The British colonial presence in Kenya officially began in 1895, when white settlers were granted vast tracts of productive farmland. Kenya became a British colony in 1920.
Settlers began arriving in ever-increasing numbers as stories of Kenya’s cocktail-hour “Happy Valley” lifestyle reached British shores. It was a time of dispossession and violence for the Kenyan people. Calls for Kenya’s independence grew – led by the anti-colonial Mau Mau party, meaning “Get out, get out.”
In 1952, the British declared a state of emergency after a spate of strikes and violent attacks.
In one month alone, up to 80,000 Mau Mau supporters were arrested and it is estimated that up to 25,000 people died as Kenyan militants rose against the British Empire in their quest for self-rule.
According to the United Nations, more than half a million Kenyans from the Kericho region suffered serious human rights violations, including unlawful killings and displacement, during British colonial rule that ended in 1963.

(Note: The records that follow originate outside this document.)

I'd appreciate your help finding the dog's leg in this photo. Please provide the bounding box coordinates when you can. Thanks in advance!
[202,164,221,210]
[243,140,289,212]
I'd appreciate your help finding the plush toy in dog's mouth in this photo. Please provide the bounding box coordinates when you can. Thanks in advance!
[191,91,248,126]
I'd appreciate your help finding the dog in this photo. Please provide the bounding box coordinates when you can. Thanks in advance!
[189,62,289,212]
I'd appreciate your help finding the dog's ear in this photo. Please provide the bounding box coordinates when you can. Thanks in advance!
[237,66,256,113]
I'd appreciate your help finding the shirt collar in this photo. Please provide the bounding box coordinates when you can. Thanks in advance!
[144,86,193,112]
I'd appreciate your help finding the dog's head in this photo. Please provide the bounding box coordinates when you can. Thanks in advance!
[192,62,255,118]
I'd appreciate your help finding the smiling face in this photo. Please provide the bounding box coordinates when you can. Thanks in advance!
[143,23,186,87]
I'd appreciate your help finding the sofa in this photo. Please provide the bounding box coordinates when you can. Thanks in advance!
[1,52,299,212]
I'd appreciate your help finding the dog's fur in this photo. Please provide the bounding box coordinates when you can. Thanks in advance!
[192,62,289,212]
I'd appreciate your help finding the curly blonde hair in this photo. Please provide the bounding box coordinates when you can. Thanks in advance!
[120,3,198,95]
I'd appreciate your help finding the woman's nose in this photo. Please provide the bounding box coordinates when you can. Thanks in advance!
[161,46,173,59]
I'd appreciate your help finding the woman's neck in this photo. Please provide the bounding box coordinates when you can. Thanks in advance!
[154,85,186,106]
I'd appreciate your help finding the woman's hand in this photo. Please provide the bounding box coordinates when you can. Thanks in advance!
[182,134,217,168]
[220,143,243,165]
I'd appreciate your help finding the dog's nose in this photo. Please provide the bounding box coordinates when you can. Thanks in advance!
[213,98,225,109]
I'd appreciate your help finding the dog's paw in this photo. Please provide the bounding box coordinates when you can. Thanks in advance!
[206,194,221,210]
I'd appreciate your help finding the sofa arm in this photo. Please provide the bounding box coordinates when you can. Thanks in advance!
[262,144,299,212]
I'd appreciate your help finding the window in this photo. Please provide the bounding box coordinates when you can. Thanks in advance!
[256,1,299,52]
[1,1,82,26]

During the uprising, British authorities set up internment camps. Some historians refer to it as “Kenya’s Gulag.”
At the height of the rebellion, an estimated 71,000 Kenyans were held in prison camps. The vast majority were never convicted in court.
Kenyans were beaten and sexually abused by British government officials trying to suppress the Mau Mau uprising.
In 2013, Britain agreed to a multimillion-dollar compensation deal for Kenyans tortured by colonial forces during the uprising.
Many Kenyans continue to suffer economic consequences of the theft of their land, even as that land has become profitable for multinational companies, according to the United Nations.
On December 12, 1963, the African country of Kenya gained its independence from the British.
According to Britannica, African demands for greater participation in the political process were rejected until 1944, when an African was admitted to the legislature.
Nevertheless, disputes over land and cultural traditions continued, the movement against colonial rule grew, and the uprising of the militant nationalist group Mau Mau in the 1950s led to the country being declared a state of emergency.
However, African political participation increased in the early 1960s and Kenya gained independence in 1963. A year after the first Jamhuri Day, Kenya was admitted to the Commonwealth as a republic in 1964, with Jomo Kenyatta as president.